One of the highlights of my sister's visit with us over half term was a trip to Dunham Massey. During the First World War, Lady Stamford, the owner of this huge Georgian house, offered it to the Red Cross and it was transformed into a military hospital. To mark the centenary of the First World War, the National Trust, who now own the house, restored the hospital’s main ward, the recreation room, the operating theatre and the nurses’ station. They used items left in the house from the time as well as contemporary photos and letters, so it was a very evocative visit, made more so by the presence of actors who move around you and act out part of their lives. This is part of the ward.
You can see the two actors in position. The patient in the bed is very depressed and the nurse is comforting him. He is lying in a bed which is a replica of the original beds, many of which were still stored in the house, as were the lockers, lamps and other equipment. (Original beds and chairs were displayed but roped off, but you could handle most of the other things) You could see items from the time displayed on the lockers, and you could read the patients charts which are displayed on the ends of the beds. If the beds weren't occupied, you could sit on them to rest or to read the newspapers and magazines of the time, or descriptions of the treatment given to the patients. Various medical items were also on display, like the standard plaster cast used on a broken leg and the method used to keep it elevated.
The conditions in the hospital were somewhat different from those in a hospital today.
I hope you can read these rules, they are quite revealing. Of course, this was a convalescent hospital, so many of these patients were recovering from their wounds and today would probably have been sent home to get on with things by themselves.
The recreation area was also used as the canteen. I can remember seeing enamel plates and mugs just like these as a child, in fact my father used a mug just like that one as his shaving mug.
Because it was a recreation area as well as a canteen, actors dressed as patients came in and read or played chess or wrote letters for one another - this was a hospital for the men, not the officers, so some couldn't read or write. There was also a piano for community singing. I can remember living for six months in a boarding house in Nakura in Kenya where there was a piano, and both of my parents played popular songs of both wars so everybody could have a sing song. My father couldn't read music, but he played by ear, a talent neither of his children inherited, I am sad to say.
The operating theatre for the hospital was in the hall at the foot of the main stairs, and the operation taking place there (with life sized figures and a spoken commentary) was brain surgery!
One of the reasons for the choice of this area for the operations was the nearby sink under the stairs which helped a bit towards the hygiene I suppose.
As the patients recovered, they were encouraged to get out into the fresh air and make use of the extensive grounds.
This was a part of the garden nearer to the house, though those who were fitter would be able to walk for miles.
Those who weren't well enough to walk could could at least sit out in the courtyards in the sun.
These steamer chair were originals, in use at the time.
After we had seen round the hospital, we walked round the house, which Paul and I had seen several times before. My sister unfortunately wasn't able to see the whole of the house because she is finding walking very difficult at the moment.
We enjoyed our two visits here very much, and were sorry my daughter-in-law hadn't managed to bring her sister round the house during her visit the previous month. We had originally intended to bring my daughter-in-law and grandson on this second occasion, looking after my grandson and playing with him in the garden while my sister and my daughter-in-law saw round the house and hospital.

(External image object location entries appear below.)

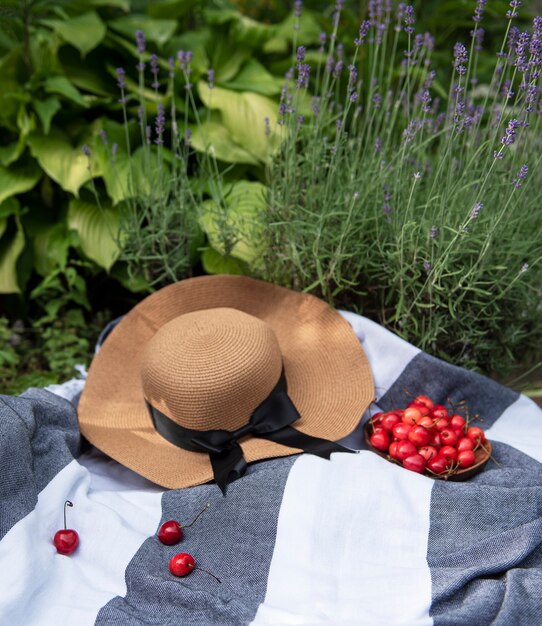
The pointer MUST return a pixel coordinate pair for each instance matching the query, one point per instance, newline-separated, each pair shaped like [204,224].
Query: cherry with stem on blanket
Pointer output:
[183,563]
[171,532]
[66,540]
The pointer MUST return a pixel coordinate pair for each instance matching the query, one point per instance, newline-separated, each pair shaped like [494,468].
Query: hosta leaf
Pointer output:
[10,153]
[244,115]
[240,219]
[62,86]
[214,137]
[254,77]
[170,9]
[156,30]
[97,229]
[18,179]
[84,32]
[64,163]
[215,263]
[46,110]
[11,248]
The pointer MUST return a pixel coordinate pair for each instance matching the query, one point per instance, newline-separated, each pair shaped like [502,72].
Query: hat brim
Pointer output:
[328,374]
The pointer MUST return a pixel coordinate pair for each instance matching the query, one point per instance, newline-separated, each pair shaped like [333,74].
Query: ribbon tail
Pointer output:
[289,436]
[228,465]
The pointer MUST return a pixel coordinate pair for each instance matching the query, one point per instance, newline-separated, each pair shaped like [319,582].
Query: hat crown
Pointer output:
[210,369]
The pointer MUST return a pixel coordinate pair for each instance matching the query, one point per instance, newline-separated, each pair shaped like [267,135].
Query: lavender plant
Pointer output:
[418,210]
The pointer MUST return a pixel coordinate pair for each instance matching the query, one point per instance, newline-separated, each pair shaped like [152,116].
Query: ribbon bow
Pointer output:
[270,420]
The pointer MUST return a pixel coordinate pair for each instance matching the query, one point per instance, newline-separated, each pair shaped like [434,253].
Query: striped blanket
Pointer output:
[297,540]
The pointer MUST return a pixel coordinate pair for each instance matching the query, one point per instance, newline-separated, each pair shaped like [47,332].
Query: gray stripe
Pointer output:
[485,545]
[31,426]
[444,382]
[234,540]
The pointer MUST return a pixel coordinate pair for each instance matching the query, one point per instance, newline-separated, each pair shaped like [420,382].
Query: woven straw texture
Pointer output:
[209,369]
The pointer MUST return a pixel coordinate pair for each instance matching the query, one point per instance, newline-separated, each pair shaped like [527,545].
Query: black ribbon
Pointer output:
[270,420]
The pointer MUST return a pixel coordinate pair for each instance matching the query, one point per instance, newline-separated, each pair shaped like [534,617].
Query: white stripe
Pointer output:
[520,426]
[351,545]
[42,587]
[382,347]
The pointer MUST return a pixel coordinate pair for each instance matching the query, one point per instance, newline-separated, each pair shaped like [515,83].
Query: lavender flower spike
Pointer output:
[160,123]
[479,11]
[521,176]
[121,77]
[514,5]
[140,41]
[510,133]
[475,211]
[409,19]
[460,58]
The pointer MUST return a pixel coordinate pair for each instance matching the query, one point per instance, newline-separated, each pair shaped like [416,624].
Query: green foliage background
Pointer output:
[62,273]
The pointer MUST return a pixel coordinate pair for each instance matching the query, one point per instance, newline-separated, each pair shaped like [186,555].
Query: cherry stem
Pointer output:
[207,572]
[67,503]
[200,513]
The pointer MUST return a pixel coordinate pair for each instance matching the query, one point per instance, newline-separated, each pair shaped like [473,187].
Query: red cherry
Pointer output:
[425,400]
[401,430]
[380,440]
[448,436]
[465,444]
[171,532]
[428,452]
[405,449]
[393,449]
[415,463]
[448,452]
[66,540]
[422,408]
[442,423]
[419,436]
[427,422]
[438,464]
[389,420]
[182,564]
[411,415]
[476,434]
[466,458]
[457,421]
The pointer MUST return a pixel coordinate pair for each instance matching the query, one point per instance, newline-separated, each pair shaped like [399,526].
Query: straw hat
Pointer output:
[213,372]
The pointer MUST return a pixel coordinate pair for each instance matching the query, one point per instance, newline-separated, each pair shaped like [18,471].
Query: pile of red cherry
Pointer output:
[425,437]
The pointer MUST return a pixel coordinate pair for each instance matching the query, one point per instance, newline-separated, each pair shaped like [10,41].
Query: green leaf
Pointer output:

However, we had to let my sister out of the car at the entrance as she couldn't manage the walk from the car park, and my grandson, who is devoted to her, insisted on getting out as well. By the time we got back from parking the car, my grandson had squeezed under a fence and run off to have an adventure all by himself in the little wood adjoining the house. There was no sign of him at all, and my sister, being unable to follow him, was distraught. That was nothing to the frantic state of his mother when she turned up, and she and Paul and several passers by all rushed into the wood shouting my grandson's name, while I went off to alert the people at the front desk who prepared to initiate an emergency search. Fortunately, Paul found him trotting along a path all by himself before we had turned out the whole place to search for him, but his mother was not at all pleased with him for giving us all such a nasty shock and he was taken home immediately in disgrace. So the visit, while we enjoyed it very much, not not go quite as planned!